17 Dec 2013

Growing economy keeps Govt finances on track

9:31 pm on 17 December 2013

The Government has confirmed it will spend an extra $1 billion in next year's Budget as it remains on track to return to surplus by the middle of 2015, underpinned by an expanding economy.

In its half year economic and fiscal update, the Treasury upgraded its forecasts of economic growth and the state of the Government's books.

Treasury Secretary Gabriel Makhlouf, left, and Finance Minister Bill English.

Treasury Secretary Gabriel Makhlouf, left, and Finance Minister Bill English. Photo: RNZ (file)

The Treasury is picking the accelerating economy to peak at 3.6% in the March 2015 year, driven by the rebuilding of earthquake-hit Canterbury, before easing to an average of 2.3% in the following five years.

The stronger economy will bolster the Crown's accounts, with the deficit forecast to decline to $2.3 billion in the 2014 March year, before returning to growing surpluses in following years.

A small surplus of $86 million is expected in the June 2015 financial year, compared with a $75 million surplus forecast in May's Budget. Total debt will peak at a lower $65 billion also in 2015, due in part to asset sales.

Finance Minister Bill English confirmed the new spending of $1 billion for the 2014 Budget, with most of that earmarked for health and education.

He conceded on Tuesday that the predicted surplus of $86 million is small - but it's a surplus all the same.

By 2018, the Treasury is forecasting the surplus will rise to $5.62 billion. Mr English said this means that the Government now expects to start repaying debt in 2016-17.

Labour's finance spokesperson David Parker said that is no surprise, given the $40 billion rebuild of earthquake-hit Canterbury and the best terms of trade in 40 years are helping lift economic growth.
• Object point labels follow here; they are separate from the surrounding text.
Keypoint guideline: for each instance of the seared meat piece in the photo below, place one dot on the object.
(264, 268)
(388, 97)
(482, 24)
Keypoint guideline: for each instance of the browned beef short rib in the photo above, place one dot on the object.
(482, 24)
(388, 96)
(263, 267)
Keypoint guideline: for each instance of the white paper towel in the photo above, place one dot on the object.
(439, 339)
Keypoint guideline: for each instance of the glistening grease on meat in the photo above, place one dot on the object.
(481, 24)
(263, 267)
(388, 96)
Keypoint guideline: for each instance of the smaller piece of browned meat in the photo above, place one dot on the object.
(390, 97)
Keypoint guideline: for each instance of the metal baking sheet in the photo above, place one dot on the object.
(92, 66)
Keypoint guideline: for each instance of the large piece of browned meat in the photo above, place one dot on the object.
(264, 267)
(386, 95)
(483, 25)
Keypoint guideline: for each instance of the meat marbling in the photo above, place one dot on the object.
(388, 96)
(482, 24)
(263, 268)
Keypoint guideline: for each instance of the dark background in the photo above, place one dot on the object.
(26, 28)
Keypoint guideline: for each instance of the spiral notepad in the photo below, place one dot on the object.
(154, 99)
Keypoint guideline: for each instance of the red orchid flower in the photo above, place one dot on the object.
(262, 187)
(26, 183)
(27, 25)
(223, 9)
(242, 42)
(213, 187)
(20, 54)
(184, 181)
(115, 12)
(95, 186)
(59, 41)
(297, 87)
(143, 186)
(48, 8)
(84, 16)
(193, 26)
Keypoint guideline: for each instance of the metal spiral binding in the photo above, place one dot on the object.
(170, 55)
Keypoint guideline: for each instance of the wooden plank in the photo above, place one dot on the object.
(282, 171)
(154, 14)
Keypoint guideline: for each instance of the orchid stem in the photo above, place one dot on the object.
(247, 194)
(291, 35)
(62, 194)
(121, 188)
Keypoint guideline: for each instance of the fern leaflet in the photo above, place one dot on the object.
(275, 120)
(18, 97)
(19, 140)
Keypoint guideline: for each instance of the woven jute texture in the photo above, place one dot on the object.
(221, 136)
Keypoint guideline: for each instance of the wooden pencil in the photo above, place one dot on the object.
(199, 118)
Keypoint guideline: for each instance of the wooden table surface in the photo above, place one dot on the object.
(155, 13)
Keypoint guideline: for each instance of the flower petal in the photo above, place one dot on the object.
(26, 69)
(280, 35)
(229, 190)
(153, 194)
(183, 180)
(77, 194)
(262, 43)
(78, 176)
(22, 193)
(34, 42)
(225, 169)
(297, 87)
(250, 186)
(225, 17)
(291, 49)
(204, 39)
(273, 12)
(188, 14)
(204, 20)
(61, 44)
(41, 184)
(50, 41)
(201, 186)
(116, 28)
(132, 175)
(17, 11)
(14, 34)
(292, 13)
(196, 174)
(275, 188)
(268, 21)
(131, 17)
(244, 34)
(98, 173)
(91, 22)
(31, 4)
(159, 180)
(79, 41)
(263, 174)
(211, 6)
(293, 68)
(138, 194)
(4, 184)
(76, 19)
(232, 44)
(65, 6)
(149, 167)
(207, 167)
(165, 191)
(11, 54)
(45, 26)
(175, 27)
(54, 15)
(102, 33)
"Neither should we be giving too much credit to the Government for after five deficits creeping back into surplus - I'm sure we would've done that too."

Mr Parker said households still face tough times, particularly as mortgage interest rates are set to rise in 2014, and the Treasury is still forecasting unemployment to remain above 5% until 2018.

Bill English is not promising that the forecast surplus in 2018 will mean more spending or tax cuts in later years.

"We'll be pretty careful about that because we learnt from the mid-2000s where you have a growing economy, if you have a blow-out in government spending and runaway house prices, it's just pouring petrol on the fire. People need to remember we ended up with 10 percent first mortgage rates - double what they are today."

Impact of asset sales

Russel Norman.

Russel Norman. Photo: RNZ

The Treasury's update reveals the Government's projected surplus is $108 million lower because of its sale of shares in state-owned electricity companies.

Bill English dismissed the estimate of the impact of share sales on the forecast surplus of $86 million next financial year.

But Green Party co-leader Russel Norman said on Tuesday it is now clear that the sales have lost the Government money.

"These companies earn over 10 percent on capital. The cost of capital to the Crown is less than 5 percent and the resulting difference between the two is why you end up with the Government worse off by $100 million every year forever as a result of asset sales."

Dr Norman said if the Government had not sold the shares, it would have doubled its forecast surplus.